The research, which allowed scientists to identify the active constituents of aromatic plants, nearly wiped out the practice of natural aromatherapy. With the development of the pharmaceutical industry, aromatic plant therapy was rejected as an ‘inferior pseudoscience’ and replaced by artificial drugs, based in part on the elements it discarded.

A new page in the history of essential oils was written in 1920 by a French chemist, Rene Maurice Gattefosse. Having discovered, by accident, that lavender oil could quickly heal a burn, he proceeded to study other characteristics of aromatic oils and showed that many of them actually outperformed their pharmaceutical-based counterparts in quality, treatment efficacy, and lack of effects. adverse.
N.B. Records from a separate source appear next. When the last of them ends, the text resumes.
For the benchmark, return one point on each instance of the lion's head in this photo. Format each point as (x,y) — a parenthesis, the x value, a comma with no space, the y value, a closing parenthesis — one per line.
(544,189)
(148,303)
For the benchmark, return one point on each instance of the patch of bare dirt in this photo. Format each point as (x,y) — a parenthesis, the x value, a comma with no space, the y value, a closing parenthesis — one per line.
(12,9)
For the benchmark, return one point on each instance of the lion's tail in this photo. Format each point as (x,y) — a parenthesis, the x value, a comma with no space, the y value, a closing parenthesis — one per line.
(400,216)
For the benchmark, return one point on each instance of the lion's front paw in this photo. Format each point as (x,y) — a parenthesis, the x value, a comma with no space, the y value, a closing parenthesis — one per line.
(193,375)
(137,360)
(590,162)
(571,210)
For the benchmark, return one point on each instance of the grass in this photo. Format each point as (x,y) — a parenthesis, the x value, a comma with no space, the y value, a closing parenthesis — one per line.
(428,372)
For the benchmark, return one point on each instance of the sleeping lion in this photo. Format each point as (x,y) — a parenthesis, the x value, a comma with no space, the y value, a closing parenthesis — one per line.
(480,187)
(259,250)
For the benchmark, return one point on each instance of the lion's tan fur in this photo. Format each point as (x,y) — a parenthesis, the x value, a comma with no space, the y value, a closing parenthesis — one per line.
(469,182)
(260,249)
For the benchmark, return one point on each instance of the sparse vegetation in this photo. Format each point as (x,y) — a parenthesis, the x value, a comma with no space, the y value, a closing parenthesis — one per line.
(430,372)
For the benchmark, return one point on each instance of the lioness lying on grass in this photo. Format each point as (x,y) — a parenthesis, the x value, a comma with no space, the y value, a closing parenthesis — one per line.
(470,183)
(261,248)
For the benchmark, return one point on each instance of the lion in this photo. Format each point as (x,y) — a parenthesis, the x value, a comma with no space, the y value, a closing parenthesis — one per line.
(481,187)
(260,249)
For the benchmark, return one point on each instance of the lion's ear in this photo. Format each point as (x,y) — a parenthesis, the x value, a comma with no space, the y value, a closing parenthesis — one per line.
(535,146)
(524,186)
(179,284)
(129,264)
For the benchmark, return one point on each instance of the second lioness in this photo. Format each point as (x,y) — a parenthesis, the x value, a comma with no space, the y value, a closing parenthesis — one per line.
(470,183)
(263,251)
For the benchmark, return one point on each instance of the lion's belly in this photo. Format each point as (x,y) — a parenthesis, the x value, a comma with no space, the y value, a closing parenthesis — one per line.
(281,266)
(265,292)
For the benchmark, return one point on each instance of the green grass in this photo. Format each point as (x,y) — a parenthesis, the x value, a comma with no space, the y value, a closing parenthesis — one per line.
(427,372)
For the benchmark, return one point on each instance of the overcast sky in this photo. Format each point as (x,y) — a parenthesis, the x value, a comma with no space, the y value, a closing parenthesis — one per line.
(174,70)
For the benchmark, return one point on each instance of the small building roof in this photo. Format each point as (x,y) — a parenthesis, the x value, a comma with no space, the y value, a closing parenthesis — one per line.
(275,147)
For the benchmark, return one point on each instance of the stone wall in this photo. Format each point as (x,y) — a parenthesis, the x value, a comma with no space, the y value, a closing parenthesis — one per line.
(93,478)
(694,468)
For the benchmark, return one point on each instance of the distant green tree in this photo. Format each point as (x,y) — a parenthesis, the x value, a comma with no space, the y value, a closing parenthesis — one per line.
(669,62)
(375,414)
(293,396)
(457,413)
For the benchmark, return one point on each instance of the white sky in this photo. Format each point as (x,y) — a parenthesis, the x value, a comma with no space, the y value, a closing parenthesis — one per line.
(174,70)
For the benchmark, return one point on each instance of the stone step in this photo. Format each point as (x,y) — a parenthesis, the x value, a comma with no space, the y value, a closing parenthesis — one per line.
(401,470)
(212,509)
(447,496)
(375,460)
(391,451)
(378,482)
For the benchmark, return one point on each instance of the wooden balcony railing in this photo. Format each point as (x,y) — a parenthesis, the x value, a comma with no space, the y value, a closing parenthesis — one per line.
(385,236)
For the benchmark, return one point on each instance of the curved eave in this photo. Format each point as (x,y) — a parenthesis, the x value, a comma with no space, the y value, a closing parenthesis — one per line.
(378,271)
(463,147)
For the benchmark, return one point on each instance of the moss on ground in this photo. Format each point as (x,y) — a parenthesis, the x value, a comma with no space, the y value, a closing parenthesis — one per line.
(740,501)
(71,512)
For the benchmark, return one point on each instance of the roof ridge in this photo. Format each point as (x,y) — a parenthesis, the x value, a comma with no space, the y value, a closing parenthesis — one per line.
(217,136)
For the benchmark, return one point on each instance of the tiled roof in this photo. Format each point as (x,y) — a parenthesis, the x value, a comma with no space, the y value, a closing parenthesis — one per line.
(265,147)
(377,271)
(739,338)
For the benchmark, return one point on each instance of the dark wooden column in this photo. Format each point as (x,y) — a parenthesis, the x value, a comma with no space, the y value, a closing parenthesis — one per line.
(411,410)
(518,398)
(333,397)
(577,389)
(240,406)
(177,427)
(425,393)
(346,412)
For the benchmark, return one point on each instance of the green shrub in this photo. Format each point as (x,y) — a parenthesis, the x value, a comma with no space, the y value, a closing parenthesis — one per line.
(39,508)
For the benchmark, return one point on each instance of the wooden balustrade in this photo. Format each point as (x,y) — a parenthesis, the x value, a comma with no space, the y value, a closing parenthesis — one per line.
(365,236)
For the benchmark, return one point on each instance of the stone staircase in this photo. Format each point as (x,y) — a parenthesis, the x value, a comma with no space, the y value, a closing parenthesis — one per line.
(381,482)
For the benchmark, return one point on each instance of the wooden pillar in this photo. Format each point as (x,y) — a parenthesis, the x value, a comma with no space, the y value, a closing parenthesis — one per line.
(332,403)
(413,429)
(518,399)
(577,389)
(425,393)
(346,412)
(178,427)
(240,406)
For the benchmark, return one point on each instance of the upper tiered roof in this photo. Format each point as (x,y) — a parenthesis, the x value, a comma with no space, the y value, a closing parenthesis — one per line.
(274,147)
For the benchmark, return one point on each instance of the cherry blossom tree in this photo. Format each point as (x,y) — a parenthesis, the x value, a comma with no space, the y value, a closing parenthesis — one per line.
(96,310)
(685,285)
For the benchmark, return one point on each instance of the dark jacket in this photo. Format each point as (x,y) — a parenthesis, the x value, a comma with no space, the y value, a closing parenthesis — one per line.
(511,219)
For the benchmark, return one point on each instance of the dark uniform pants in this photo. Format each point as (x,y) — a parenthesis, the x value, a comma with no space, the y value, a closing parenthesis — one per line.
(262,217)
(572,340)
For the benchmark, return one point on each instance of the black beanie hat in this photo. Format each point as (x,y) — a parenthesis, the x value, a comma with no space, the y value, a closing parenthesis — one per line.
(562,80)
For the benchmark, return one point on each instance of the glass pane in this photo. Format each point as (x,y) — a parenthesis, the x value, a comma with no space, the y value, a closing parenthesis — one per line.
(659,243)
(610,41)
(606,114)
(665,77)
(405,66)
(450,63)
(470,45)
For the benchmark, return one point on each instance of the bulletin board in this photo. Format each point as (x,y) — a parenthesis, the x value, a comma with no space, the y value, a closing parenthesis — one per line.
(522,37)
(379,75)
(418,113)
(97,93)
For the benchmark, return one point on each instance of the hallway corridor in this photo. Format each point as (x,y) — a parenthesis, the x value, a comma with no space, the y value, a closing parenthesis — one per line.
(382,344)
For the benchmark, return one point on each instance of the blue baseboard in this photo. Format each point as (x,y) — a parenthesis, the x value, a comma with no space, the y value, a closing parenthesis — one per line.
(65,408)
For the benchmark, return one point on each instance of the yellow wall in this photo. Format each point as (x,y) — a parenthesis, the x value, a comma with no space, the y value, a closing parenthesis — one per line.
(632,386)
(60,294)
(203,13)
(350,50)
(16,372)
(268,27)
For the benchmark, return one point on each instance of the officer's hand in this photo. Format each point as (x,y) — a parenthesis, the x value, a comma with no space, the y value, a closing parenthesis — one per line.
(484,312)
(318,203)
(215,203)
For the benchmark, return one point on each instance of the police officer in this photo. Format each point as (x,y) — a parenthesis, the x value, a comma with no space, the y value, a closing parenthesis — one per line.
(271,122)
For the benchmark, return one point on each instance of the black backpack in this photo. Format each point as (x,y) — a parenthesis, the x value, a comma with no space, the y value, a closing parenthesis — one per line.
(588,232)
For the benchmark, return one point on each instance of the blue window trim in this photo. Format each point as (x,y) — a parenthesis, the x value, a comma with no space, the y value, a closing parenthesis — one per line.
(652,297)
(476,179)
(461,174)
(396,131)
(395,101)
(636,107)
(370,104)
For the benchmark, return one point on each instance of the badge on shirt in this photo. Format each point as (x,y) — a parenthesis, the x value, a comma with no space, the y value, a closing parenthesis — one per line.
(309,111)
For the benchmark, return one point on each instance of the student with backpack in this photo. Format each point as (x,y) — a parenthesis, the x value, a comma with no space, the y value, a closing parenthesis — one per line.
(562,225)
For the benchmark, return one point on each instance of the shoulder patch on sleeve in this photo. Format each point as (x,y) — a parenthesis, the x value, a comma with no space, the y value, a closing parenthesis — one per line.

Gattefosse is credited with coming up with the term “aromatherapy.” He was later followed by Dr. Jean Valnet, a French army surgeon born in 1920, who successfully used aromatic oils to treat soldiers’ wounds from infections on the battlefield during WWII. He had run out of antibiotics and decided to use aromatic oils instead, and to his amazement, it worked. Experts still refer to “Aromatherapie,” the book he published in 1964 as the Modern Aromatherapy Bible.

Aromatherapy finally returned to the mainstream during the 1950s, when an Austrian beauty therapist M. Maury reintroduced the idea of ​​using essential oils in massage therapy. He later established several aromatherapy clinics in Europe, including Great Britain, France, and Switzerland.